All of lore.kernel.org
 help / color / mirror / Atom feed
From: "Kirill A. Shutemov" <kirill.shutemov@linux.intel.com>
To: tglx@linutronix.de, mingo@redhat.com, bp@alien8.de,
	dave.hansen@intel.com, luto@kernel.org, peterz@infradead.org
Cc: sathyanarayanan.kuppuswamy@linux.intel.com, aarcange@redhat.com,
	ak@linux.intel.com, dan.j.williams@intel.com, david@redhat.com,
	hpa@zytor.com, jgross@suse.com, jmattson@google.com,
	joro@8bytes.org, jpoimboe@redhat.com, knsathya@kernel.org,
	pbonzini@redhat.com, sdeep@vmware.com, seanjc@google.com,
	tony.luck@intel.com, vkuznets@redhat.com, wanpengli@tencent.com,
	thomas.lendacky@amd.com, brijesh.singh@amd.com, x86@kernel.org,
	linux-kernel@vger.kernel.org,
	Sean Christopherson <sean.j.christopherson@intel.com>,
	"Rafael J . Wysocki" <rafael.j.wysocki@intel.com>,
	"Kirill A . Shutemov" <kirill.shutemov@linux.intel.com>,
	Dave Hansen <dave.hansen@linux.intel.com>
Subject: [PATCHv8 21/30] x86/acpi, x86/boot: Add multiprocessor wake-up support
Date: Wed,  6 Apr 2022 02:29:30 +0300	[thread overview]
Message-ID: <20220405232939.73860-22-kirill.shutemov@linux.intel.com> (raw)
In-Reply-To: <20220405232939.73860-1-kirill.shutemov@linux.intel.com>

From: Kuppuswamy Sathyanarayanan <sathyanarayanan.kuppuswamy@linux.intel.com>

Secondary CPU startup is currently performed with something called
the "INIT/SIPI protocol".  This protocol requires assistance from
VMMs to boot guests.  As should be a familiar story by now, that
support can not be provded to TDX guests because TDX VMMs are
not trusted by guests.

To remedy this situation a new[1] "Multiprocessor Wakeup Structure"
has been added to to an existing ACPI table (MADT).  This structure
provides the physical address of a "mailbox".  A write to the mailbox
then steers the secondary CPU to the boot code.

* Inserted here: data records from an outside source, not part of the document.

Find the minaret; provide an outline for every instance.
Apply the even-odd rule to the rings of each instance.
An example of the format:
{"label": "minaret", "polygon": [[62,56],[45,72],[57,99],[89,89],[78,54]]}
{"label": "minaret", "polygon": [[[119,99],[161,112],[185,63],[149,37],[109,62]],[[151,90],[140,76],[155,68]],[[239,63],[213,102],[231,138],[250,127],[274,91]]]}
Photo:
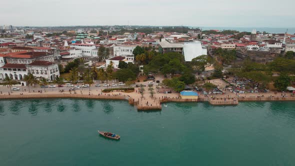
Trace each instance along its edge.
{"label": "minaret", "polygon": [[68,46],[68,41],[66,40],[64,40],[64,46]]}
{"label": "minaret", "polygon": [[250,36],[250,40],[256,40],[256,29],[253,29],[252,32],[251,32],[251,36]]}
{"label": "minaret", "polygon": [[282,41],[282,44],[286,44],[286,37],[287,36],[288,32],[288,29],[287,29],[287,30],[286,30],[286,32],[285,32],[285,34],[284,36],[284,40]]}

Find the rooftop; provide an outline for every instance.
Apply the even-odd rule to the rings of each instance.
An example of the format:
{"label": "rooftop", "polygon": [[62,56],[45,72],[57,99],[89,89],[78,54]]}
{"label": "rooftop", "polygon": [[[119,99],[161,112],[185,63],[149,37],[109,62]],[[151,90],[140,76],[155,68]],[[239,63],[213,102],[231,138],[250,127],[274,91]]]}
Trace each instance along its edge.
{"label": "rooftop", "polygon": [[6,64],[1,68],[26,68],[24,64]]}
{"label": "rooftop", "polygon": [[54,63],[48,61],[44,60],[35,60],[32,62],[28,64],[28,65],[36,65],[36,66],[50,66],[54,64]]}

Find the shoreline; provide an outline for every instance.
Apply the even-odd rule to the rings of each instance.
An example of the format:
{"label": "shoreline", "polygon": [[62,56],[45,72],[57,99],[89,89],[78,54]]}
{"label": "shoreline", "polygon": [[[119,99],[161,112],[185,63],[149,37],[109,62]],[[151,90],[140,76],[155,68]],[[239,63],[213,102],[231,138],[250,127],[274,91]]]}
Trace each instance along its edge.
{"label": "shoreline", "polygon": [[[120,94],[120,95],[119,95]],[[138,111],[141,110],[162,110],[162,104],[164,102],[208,102],[213,106],[236,106],[240,102],[278,102],[278,101],[295,101],[295,97],[248,97],[242,98],[236,97],[233,100],[213,100],[209,98],[199,98],[197,100],[196,99],[182,99],[178,98],[165,97],[154,98],[151,99],[152,102],[154,100],[154,106],[152,104],[146,105],[144,104],[142,99],[134,98],[126,93],[120,93],[119,94],[2,94],[0,96],[0,100],[8,99],[24,99],[24,98],[87,98],[97,100],[125,100],[128,101],[129,104],[134,106],[136,108]],[[144,98],[144,101],[146,101]]]}

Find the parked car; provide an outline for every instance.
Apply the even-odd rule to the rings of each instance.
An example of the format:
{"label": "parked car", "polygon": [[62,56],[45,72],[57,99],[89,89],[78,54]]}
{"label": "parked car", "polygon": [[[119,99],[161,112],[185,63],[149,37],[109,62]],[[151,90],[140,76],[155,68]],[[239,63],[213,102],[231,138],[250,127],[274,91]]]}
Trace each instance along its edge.
{"label": "parked car", "polygon": [[20,88],[16,87],[12,87],[12,90],[20,90]]}
{"label": "parked car", "polygon": [[86,84],[82,86],[83,88],[89,88],[89,84]]}
{"label": "parked car", "polygon": [[148,84],[154,84],[154,82],[148,82]]}
{"label": "parked car", "polygon": [[66,84],[66,87],[74,87],[74,84]]}
{"label": "parked car", "polygon": [[119,85],[119,86],[126,86],[126,84],[124,84],[124,82],[119,82],[118,85]]}

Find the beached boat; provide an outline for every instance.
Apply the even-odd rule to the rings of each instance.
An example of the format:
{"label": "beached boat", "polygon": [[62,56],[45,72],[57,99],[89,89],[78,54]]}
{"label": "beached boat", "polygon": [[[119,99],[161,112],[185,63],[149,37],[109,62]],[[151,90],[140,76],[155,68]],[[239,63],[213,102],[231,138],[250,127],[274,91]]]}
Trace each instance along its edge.
{"label": "beached boat", "polygon": [[107,138],[109,138],[110,139],[113,139],[113,140],[120,140],[120,136],[119,135],[117,135],[117,134],[112,134],[110,132],[102,132],[102,131],[100,131],[100,130],[98,130],[98,133],[106,137]]}

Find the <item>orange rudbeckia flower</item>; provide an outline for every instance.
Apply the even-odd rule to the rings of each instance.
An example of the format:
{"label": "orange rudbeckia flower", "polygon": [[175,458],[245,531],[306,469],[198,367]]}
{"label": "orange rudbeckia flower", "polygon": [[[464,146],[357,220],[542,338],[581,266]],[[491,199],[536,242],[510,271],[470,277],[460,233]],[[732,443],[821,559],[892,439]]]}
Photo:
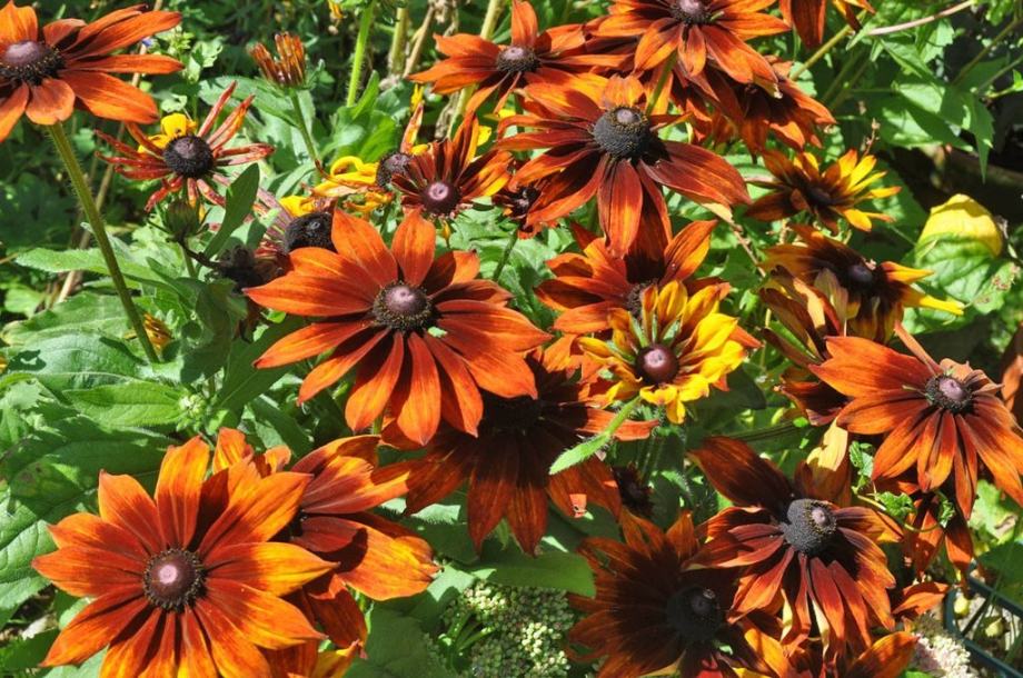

Add ACPI MADT wake structure parsing support and wake support.  Use
this support to wake CPUs whenever it is present instead of INIT/SIPI.

While this structure can theoretically be used on 32-bit kernels,
there are no 32-bit TDX guest kernels.  It has not been tested and
can not practically *be* tested on 32-bit.  Make it 64-bit only.

1. Details about the new structure can be found in ACPI v6.4, in the
   "Multiprocessor Wakeup Structure" section.

Co-developed-by: Sean Christopherson <sean.j.christopherson@intel.com>
Signed-off-by: Sean Christopherson <sean.j.christopherson@intel.com>
Reviewed-by: Andi Kleen <ak@linux.intel.com>
Reviewed-by: Rafael J. Wysocki <rafael.j.wysocki@intel.com>
Signed-off-by: Kuppuswamy Sathyanarayanan <sathyanarayanan.kuppuswamy@linux.intel.com>
Signed-off-by: Kirill A. Shutemov <kirill.shutemov@linux.intel.com>
Reviewed-by: Dave Hansen <dave.hansen@linux.intel.com>
---
 arch/x86/include/asm/apic.h |  5 ++
 arch/x86/kernel/acpi/boot.c | 93 ++++++++++++++++++++++++++++++++++++-
 arch/x86/kernel/apic/apic.c | 10 ++++
 3 files changed, 107 insertions(+), 1 deletion(-)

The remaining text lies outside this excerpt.